Finally, Genesys appears to offer one last argument as to why, as Interactive's successor, it may pursue a claim of implied contractual indemnity even though ACSI alleges that Interactive committed active fault and/or negligence. Genesys seems to contend that an allegation of active fault does not bar a claim for implied contractual indemnity where there was a special relationship between the parties to the claim and where the party against whom the claim is asserted was in a better position to prevent the harm at issue. (See Genesys Supp. Br., ECF #72 at Pg. ID 723-25, citing Dale v. Whiteman, 202 N.W.2d 797, 800-01 (Mich. 1972).) Genesys suggests that it may pursue its implied contractual indemnity claim because Interactive and CFI Group had a special relationship and because CFI Group was in the best position to prevent any unlawful use of ACSI's trademarks. (See id.) However, the Michigan Court of Appeals has twice rejected this theory of implied contractual indemnity. See Hadley v. Trip Tool Co., 372 N.W.2d 537 (Mich.
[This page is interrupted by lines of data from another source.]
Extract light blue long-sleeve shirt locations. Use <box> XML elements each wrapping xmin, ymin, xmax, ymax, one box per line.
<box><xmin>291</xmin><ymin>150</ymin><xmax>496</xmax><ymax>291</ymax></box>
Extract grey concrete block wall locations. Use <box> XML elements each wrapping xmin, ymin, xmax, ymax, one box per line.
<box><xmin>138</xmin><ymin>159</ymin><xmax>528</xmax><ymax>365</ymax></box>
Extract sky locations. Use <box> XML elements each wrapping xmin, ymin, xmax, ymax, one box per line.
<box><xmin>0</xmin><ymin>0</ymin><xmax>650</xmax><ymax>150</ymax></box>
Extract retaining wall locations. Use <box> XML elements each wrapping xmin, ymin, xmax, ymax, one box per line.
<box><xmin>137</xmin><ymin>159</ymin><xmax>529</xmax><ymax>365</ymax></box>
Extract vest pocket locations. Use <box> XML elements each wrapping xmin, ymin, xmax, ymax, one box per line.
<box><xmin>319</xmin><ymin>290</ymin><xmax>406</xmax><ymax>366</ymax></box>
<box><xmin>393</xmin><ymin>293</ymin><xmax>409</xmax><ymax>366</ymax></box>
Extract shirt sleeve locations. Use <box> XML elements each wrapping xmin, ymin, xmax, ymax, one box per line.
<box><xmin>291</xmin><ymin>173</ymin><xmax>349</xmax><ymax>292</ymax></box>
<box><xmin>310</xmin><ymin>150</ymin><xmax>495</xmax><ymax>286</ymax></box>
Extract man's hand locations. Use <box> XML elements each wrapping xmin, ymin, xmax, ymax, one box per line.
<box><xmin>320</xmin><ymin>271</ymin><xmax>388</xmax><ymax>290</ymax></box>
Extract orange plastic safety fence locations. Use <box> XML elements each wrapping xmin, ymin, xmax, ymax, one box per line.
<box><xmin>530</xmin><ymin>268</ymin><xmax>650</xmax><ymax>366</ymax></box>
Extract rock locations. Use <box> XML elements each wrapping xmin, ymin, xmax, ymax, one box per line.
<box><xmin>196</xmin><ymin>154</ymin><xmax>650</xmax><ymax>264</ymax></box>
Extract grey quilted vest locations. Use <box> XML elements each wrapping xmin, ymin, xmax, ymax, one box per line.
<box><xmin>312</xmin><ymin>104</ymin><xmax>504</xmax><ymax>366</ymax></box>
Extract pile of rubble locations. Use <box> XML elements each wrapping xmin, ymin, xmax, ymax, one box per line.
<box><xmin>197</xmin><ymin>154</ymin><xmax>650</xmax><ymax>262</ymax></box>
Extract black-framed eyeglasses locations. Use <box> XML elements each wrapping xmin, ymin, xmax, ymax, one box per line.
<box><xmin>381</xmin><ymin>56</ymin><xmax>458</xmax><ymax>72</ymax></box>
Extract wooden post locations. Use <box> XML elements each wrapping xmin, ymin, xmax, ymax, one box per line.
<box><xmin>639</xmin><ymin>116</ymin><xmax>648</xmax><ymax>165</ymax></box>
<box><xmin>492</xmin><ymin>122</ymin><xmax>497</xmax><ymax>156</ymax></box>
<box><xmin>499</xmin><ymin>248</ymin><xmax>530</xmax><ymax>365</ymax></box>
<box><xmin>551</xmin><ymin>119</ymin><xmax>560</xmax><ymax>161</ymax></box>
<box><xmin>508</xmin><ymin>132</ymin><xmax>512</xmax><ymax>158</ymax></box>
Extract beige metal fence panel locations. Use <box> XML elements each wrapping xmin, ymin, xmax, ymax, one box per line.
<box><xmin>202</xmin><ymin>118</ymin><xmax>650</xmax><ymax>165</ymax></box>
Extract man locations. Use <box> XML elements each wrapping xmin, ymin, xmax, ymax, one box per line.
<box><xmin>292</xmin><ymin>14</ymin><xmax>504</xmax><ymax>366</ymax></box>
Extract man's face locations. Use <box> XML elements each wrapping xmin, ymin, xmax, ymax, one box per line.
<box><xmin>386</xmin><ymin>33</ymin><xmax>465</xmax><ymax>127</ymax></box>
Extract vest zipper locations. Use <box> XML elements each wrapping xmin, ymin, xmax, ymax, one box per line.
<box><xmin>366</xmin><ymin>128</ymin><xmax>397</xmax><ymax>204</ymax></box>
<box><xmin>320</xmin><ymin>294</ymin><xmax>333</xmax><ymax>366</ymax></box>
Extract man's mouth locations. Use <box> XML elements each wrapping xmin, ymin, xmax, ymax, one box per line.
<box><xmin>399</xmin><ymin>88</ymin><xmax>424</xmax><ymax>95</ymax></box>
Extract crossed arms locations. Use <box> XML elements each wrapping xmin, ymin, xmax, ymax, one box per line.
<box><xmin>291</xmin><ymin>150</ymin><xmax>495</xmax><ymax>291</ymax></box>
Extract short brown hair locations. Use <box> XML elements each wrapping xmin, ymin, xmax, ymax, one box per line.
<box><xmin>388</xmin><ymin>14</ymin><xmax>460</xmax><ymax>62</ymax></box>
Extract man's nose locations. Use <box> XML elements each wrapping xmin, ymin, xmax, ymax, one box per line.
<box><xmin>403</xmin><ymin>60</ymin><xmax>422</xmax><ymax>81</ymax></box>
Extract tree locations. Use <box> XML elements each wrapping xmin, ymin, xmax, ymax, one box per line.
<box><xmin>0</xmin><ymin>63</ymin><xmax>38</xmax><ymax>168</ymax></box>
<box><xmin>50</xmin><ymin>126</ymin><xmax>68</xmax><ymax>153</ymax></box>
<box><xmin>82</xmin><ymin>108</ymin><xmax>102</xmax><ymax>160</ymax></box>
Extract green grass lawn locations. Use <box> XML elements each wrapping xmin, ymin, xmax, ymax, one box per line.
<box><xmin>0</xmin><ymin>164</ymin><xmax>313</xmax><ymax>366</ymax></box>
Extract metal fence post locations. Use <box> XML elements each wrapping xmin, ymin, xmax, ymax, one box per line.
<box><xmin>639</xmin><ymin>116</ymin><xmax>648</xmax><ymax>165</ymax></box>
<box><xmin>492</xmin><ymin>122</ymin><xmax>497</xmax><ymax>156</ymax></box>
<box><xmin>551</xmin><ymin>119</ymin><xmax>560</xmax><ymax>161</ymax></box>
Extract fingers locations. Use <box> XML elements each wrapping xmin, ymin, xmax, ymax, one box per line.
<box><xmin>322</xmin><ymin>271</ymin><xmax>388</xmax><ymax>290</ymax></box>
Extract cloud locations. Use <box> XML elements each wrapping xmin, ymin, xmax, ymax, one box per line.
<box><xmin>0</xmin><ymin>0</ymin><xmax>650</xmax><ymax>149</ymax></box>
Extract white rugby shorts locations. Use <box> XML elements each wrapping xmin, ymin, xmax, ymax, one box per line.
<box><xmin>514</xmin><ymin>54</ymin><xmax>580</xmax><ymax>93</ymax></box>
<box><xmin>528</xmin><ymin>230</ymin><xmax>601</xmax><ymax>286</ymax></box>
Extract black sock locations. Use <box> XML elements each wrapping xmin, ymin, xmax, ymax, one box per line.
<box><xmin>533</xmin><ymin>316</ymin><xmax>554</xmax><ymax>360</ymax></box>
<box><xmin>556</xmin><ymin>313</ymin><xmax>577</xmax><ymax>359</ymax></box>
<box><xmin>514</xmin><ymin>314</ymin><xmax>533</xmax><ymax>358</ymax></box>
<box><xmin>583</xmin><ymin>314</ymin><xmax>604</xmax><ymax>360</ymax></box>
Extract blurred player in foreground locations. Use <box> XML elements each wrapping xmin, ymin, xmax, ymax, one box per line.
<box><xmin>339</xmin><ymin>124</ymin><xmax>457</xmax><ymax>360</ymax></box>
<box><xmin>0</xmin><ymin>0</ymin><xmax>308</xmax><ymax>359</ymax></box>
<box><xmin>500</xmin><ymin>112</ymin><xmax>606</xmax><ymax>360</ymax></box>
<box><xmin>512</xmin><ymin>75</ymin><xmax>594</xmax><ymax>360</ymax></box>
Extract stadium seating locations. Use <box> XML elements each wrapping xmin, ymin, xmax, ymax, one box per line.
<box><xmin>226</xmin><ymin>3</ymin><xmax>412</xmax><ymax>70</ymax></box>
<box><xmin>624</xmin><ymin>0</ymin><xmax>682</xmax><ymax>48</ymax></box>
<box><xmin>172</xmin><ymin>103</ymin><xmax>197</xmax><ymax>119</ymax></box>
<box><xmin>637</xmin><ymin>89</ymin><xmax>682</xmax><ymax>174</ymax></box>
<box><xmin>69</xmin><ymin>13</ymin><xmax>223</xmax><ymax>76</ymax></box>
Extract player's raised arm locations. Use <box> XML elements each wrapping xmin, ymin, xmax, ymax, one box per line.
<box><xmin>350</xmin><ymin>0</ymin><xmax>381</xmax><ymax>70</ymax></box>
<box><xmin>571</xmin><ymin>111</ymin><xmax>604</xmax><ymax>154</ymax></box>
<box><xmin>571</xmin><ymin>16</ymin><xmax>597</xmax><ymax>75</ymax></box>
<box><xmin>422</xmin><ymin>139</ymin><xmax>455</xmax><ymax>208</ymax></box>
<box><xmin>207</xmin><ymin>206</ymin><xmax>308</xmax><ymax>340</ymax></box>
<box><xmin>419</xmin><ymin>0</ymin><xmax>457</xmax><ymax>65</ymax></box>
App. 1985) ("[The third-party plaintiff] reads Dale to say that an implied contract of indemnity may be found where the indemnitee is without personal fault or where the would-be indemnitor was better situated to adopt preventive measures to reduce the likelihood of injury and liability than was the defendant [....] [But] the [Michigan] Supreme Court [has] specifically disavowed [this] interpretation of Dale"); Williams, 416 N.W.2d at 706 ("Ford contends that the Supreme Court opinion [in Dale], should be read for the proposition that an implied contract of indemnity may be found in the alternative situation where the indemnitee is without personal fault or where the potential indemnitor was better situated to reduce the risk of injury. The same argument was considered and flatly rejected in Hadley"). See also Langley v. Harris Corp., 321 N.W.2d 662, 666 n.4 (Mich. 1982). The Court is not persuaded that any alleged special relationship saves Genesys' claim for implied contractual indemnity.
D
CFI Group next asserts that the Court should dismiss Genesys' negligent misrepresentation claim in Count IV of the Third-Party Complaint. (See Mot. to Dismiss, ECF #52 at Pg. ID 434-36.) CFI Group argues that this claim fails because it "'is well-settled that an action in tort requires a breach of duty separate and distinct from a breach of contract" (id. at Pg. ID 436, quoting Garden City Osteopathic Hosp. v. HBE Corp., 55 F.3d 1126, 1134 (6th Cir. 1995), and Genesys' negligent misrepresentation claim "merely restates the claimed obligations in the [License Agreement]." (Id.) The Court concludes that dismissal of Genesys' negligent misrepresentation claim is not appropriate at this time.
CFI Group is correct that Genesys cannot recover on a negligent misrepresentation claim that is based on a breach of contractual duties. But it does not follow from that conclusion that Genesys' negligent misrepresentation claim must be dismissed now.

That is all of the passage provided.